22/10/2018 Thinking about law? Some helpful books and blogs (part two)

Thinking about law? Some helpful books and blogs (part two)

Hi, hello and welcome back. For those who saw my first post on this blog, I mentioned that I wanted to put a list together of some useful blogs and podcasts to help students explore the law a little. But I also wanted to write about deciding to move into law, as it is often a tough choice to make. At least, it definitely was for me.

There was a lot that attracted me to law, both as an academic subject and as a potential career path. It offered a practical, real-world element that I had really missed in my field in academia. Legal logic and research-orientated skills seemed to tie in with some of the strengths I had worked on at university. And on vacation schemes I had met lots of great people working hard on really interesting projects. I thought it would be a good fit.

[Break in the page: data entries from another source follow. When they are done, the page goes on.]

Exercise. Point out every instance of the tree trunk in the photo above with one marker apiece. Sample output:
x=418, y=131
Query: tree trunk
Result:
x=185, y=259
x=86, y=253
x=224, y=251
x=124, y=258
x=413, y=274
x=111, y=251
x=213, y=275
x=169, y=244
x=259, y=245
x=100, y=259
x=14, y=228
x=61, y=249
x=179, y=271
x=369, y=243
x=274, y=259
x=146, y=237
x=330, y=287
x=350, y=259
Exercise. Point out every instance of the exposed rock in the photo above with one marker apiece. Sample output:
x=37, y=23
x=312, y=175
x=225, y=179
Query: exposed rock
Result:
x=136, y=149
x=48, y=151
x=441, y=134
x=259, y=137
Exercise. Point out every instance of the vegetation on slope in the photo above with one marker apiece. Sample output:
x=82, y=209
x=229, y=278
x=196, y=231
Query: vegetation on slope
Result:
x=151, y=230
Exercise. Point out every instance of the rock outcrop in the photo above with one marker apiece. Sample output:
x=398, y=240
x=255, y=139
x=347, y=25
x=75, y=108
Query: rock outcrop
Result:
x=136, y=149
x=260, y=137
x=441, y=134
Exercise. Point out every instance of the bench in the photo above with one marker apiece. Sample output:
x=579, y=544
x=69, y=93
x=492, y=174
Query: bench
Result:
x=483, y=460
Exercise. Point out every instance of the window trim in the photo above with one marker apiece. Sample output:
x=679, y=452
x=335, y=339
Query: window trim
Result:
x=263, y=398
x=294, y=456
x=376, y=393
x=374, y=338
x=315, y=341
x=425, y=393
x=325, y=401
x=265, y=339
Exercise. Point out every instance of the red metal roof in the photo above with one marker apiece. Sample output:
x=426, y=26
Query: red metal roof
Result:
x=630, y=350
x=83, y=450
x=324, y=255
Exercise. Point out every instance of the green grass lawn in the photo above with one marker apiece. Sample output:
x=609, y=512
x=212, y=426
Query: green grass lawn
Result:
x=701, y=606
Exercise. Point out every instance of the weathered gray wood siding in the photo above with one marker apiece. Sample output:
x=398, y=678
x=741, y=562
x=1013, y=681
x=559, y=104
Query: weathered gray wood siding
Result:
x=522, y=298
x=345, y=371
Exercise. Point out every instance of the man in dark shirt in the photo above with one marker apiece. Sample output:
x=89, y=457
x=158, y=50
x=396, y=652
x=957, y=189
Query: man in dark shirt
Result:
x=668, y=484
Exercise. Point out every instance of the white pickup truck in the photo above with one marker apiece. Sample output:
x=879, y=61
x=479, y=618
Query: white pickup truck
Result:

But coming from a humanities background, the main issue that I had was that choosing to move into the law was essentially a choice to do something radically different and entirely new. Although I thought that academia was far from perfect, there was a lot I had enjoyed about it; I had worked hard and I was comfortable there. The law was a relative unknown. Why put aside something quite certain only to go back to square one?

If I’m being honest, this is still a question that I ask myself a lot. But I kept coming back to the point that, everything else aside, I was excited about the law. I wanted to learn more about how we work as a society, how people interact with the state, how we come up with the rules that protect us and the changes that still need to be made. I wanted to push myself and take on a new challenge. And the more I read about it, the more certain I felt.

So, on that note, I have put together a second list of resources that I used to explore the law as an option. This isn’t my attempt to convince you that the law is great, but deciding to go into the law can be really hard, and if this list helps with the decision (either way!), that’s all I can hope for.

Part two: blogs

Unlike my previous list, this post is about materials and resources that you can use from the comfort of your own home (or anywhere with WiFi really).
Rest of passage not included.